A lenda da Batatoa, narrada pelo Sr. Antônio, a partir de uma experiência real do mesmo e as histórias que cercam os enterramentos no interior da casa, conduziram a pesquisa do grupo por caminhos diferentes daquele que fundamenta o tombamento do local. Também as árvores frutíferas, as plantas medicinais, as hortaliças foram objeto da observação do NVC de Cabo Frio.
Na avalição realizada pelo NVC, houve evidência da ausência de manutenção e conservação de toda área, o que demonstrou o descaso com a história do município.

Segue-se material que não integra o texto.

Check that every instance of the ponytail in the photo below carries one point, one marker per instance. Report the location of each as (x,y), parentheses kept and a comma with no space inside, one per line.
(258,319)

Nesse sentido, as recomendações foram enfáticas, sugerindo a realização de mutirão de limpeza de todo o local; a realização de um trabalho de sensibilização da comunidade do entorno buscando uma maior valorização do local e a sugestão de reabertura do cemitério para visitas da comunidade.
Campos dos Goytacazes, a puxada de barco em Farol de São Tomé
A praia de farol de São Tomé, situada a aproximadamente 50km do centro da sede do município de Campos dos Goytacazes, possui uma significativa comunidade pesqueira. Ali o mar é muito agitado e a configuração geológica não acomoda a construção de um porto. A tradicional pesca de arrastão foi, a partir dos anos 1970, lentamente substituída pelo barco a motor, que embora fosse mais seguro e garantisse um maior volume de pesca trouxe o problema de como atracar os barcos. A "puxada" é a atividade de colocar e tirar o barco da água. São entre 30 e 100 barcos movidos diariamente no local.

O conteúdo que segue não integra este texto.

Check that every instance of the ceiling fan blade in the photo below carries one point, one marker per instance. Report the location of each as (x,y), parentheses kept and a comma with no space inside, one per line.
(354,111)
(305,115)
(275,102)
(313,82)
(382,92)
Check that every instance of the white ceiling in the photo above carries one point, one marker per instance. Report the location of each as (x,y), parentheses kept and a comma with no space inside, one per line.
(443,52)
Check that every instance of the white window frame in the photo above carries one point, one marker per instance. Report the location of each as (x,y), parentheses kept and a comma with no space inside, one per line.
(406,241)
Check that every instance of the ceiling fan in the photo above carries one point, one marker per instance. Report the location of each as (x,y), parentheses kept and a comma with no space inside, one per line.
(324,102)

Inicialmente toda a tarefa era feita 'no braço', sendo que logo foi introduzido o tra-tor para tirar o barco do mar. Para tanto, foi preciso desenvolver um suporte de ferro colocado na proa, chamado de 'biqueira', cuja função era dar resistência ao barco no momento de retirar o barco da água. Num segundo momento, foi introduzido uma outra estrutura, também em ferro, denominado 'pau de popa' que permitia que os barcos pudessem ser empurrados para o mar. Isso permitiu o uso de barcos maiores.

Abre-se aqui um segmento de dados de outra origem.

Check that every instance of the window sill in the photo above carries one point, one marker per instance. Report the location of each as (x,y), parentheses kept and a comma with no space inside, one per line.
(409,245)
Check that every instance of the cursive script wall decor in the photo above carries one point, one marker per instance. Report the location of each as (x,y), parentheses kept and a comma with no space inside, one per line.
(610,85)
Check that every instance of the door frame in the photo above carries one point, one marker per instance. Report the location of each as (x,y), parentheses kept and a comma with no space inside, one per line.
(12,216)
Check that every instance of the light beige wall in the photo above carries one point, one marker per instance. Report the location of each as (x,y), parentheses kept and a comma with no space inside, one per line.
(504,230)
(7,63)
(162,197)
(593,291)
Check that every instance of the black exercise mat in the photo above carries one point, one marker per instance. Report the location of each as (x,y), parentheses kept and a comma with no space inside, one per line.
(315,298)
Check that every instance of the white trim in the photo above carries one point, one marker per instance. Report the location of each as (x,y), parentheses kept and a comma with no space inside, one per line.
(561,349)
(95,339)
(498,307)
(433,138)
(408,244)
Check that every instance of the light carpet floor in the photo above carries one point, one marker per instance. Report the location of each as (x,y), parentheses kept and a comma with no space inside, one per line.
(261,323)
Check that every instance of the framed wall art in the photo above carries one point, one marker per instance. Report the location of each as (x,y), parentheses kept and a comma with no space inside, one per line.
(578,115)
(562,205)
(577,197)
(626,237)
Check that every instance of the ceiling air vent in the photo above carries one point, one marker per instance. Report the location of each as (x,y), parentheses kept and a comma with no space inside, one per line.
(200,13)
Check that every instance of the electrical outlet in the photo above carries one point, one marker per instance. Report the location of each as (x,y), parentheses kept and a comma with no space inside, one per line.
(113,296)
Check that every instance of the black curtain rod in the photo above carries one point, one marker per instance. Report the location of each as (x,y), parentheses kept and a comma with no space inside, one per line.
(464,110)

O NVC de Campos dos Goytacazes viu esta prática como um saber específico, criado e transmitido pelos pescadores locais, estreitamente vinculado à sobrevivência da prática pesqueira no litoral campista, dependente da expertise daqueles que dominam a praticada puxada.
A pesquisa para o Inventário, levada acabo pelo NVC de Campos dos Goytacazes se estendeu aos estaleiros artesanais existentes no local. Ali, o grupo pôde conhecer mais sobre os barcos e as características necessárias para a puxada. O grupo identificou que, além da biqueira e do pau de proa, os barcos devem ter uma estrutura mais larga, para um melhor equilíbrio, e não virar na entrada e na saída do mar.
Na avaliação, o grupo manifesta que a prática da puxada é pouco valorizada pela população no município. Reconhecem que é uma atividade que requer um saber específico e é bastante perigosa, a considerar os relatos de acidentes no local. Por esse ângulo, as recomendações sugerem ações públicas para uma maior segurança do trabalho, associada a uma maior valorização econômica e cultural deste saber associado à pesca artesanal.
Carapebus, A Usina de Carapebus S.A.
O município de Carapebus, até sua emancipação em julho de 1995, foi um distrito do município de Macaé. Embora não tenha nenhum patrimônio reconhecido pelo IPHAN, está inserido no tombamento do Canal Campos-Macaé pelo INEPAC e possui algumas edificações que são identificadas como patrimônio arquitetônico. Dentre estes, as instalações da Usina de Carapebus, inaugurada em 1927, são um referencial importante para toda a comunidade. O NVC de Carapebus elegeu a usina para o Inventário.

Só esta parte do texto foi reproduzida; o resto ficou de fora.